Так началась их жизнь, и так она продолжалась. В первые недели, в особенности по вечерам, еще набиралась, бывало, кучка посетителей за одним столом – поглазеть на трактирщика из мужиков, в надежде позабавиться на его счет. В самом трактире было мало занятного: Манц был неуклюж, неповоротлив, угрюм и уныл, он не знал, да и не хотел знать, как держать себя. Медленно и неловко наполнял он кружки, мрачно ставил их перед гостями, пытался выжать из себя хоть слово, но ничего у него не выходило. С тем большим усердием старалась завязать разговор его жена, и действительно ей удалось сначала на несколько дней удержать посетителей, но совсем по другой причине, не той, что она думала. Дородная женщина сочинила домашний наряд, в котором считала себя неотразимой. Она надевала деревенскую юбку из некрашеного полотна, старый зеленый шелковый лиф, ситцевый фартук и дешевенькую белую косынку. Свои поредевшие волосы она потешно закручивала на висках "улитками", а в косичку, заложенную на затылке, втыкала высокий гребень. Так она вертелась и юлила вокруг гостей, стараясь быть грациозной, забавно поджимала губы, силясь придать им сладкое выражение, вприпрыжку подбегала к столам и, подавая стакан или тарелку с соленым сыром, улыбалась и несла всякую чепуху.

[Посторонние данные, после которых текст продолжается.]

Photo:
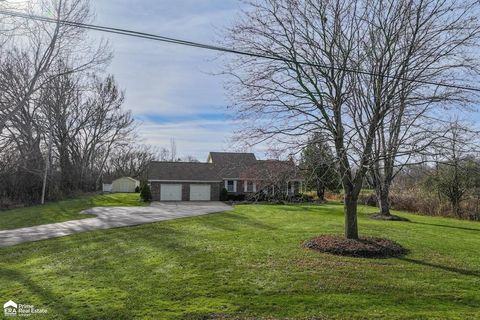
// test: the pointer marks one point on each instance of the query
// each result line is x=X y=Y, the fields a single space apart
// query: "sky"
x=172 y=90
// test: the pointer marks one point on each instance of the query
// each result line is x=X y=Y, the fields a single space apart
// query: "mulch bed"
x=365 y=247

– Вот как! Так, так! Великолепно, прекрасно, господа, – приговаривала она, но хотя язычок у нее был и бойкий, ей не удавалось теперь выжать из себя даже крупицу остроумия, так как она была здесь чужой и не знала местных людей. Зельдвильские подонки, околачивавшиеся в трактире, прикрывали рот рукой, задыхаясь от смеха, толкали под столом друг друга ногой и восклицали:
– Тьфу, пропасть! Ну и штучка!
– Прелесть! – говорил другой. – Разрази меня гром! На такую стоит прийти полюбоваться. Давненько мы такой не видывали!
Ее муж, мрачно наблюдавший за ней, замечал это, толкал ее в бок и шептал:
– Что ты делаешь, старая корова?
– Не мешай мне, – с сердцем отвечала она. – Не видишь, остолоп, как я стараюсь и как умею обходиться с людьми? Но это все голытьба, твоего поля ягода, дай срок, скоро сюда повалят гости познатнее.

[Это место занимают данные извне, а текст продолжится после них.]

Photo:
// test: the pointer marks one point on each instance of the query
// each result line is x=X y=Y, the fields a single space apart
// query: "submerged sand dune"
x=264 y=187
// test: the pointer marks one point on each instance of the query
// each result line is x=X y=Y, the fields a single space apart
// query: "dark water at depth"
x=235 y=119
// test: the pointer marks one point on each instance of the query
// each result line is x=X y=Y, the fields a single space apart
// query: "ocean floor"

Вся эта сцена освещалась одной-двумя тонкими сальными свечками; Сали, их сын, уходил в темную кухню, садился на лежанку и плакал, страдая за мать и отца.

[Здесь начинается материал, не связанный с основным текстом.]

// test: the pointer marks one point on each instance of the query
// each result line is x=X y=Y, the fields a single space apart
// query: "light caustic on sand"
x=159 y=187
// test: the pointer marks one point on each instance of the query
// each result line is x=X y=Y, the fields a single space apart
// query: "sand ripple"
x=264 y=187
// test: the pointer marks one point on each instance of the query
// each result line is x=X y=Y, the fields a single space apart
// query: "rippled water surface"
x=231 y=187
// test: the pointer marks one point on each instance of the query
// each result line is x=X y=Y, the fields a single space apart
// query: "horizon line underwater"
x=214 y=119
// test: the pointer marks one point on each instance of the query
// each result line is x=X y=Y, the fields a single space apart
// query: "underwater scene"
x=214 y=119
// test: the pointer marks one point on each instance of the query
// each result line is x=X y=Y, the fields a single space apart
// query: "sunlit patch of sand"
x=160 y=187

Гости, однако, скоро пресытились зрелищем, которое являла собой милейшая фрау Манц, и стали опять собираться там, где им было приятнее и где они могли посмеяться над странным трактиром; лишь изредка заходил сюда одинокий посетитель, выпивал стаканчик и, зевая, оглядывал стены, или невзначай вваливалась целая банда, минутной суетой и шумом вызывая у бедных людей обманчивые надежды. Жутко было им в этом каменном закутке, куда едва заглядывало солнце, и Манцу, который раньше целыми днями околачивался в городе, теперь рта жизнь в четырех стенах казалась невыносимой. Вспоминая просторы полей, он то впивался мрачно-задумчивым взором в потолок или в пол, то выбегал через узкие двери дома на улицу, то опять возвращался, так как соседи пялили глаза на "злого трактирщика", как они уже успели прозвать его.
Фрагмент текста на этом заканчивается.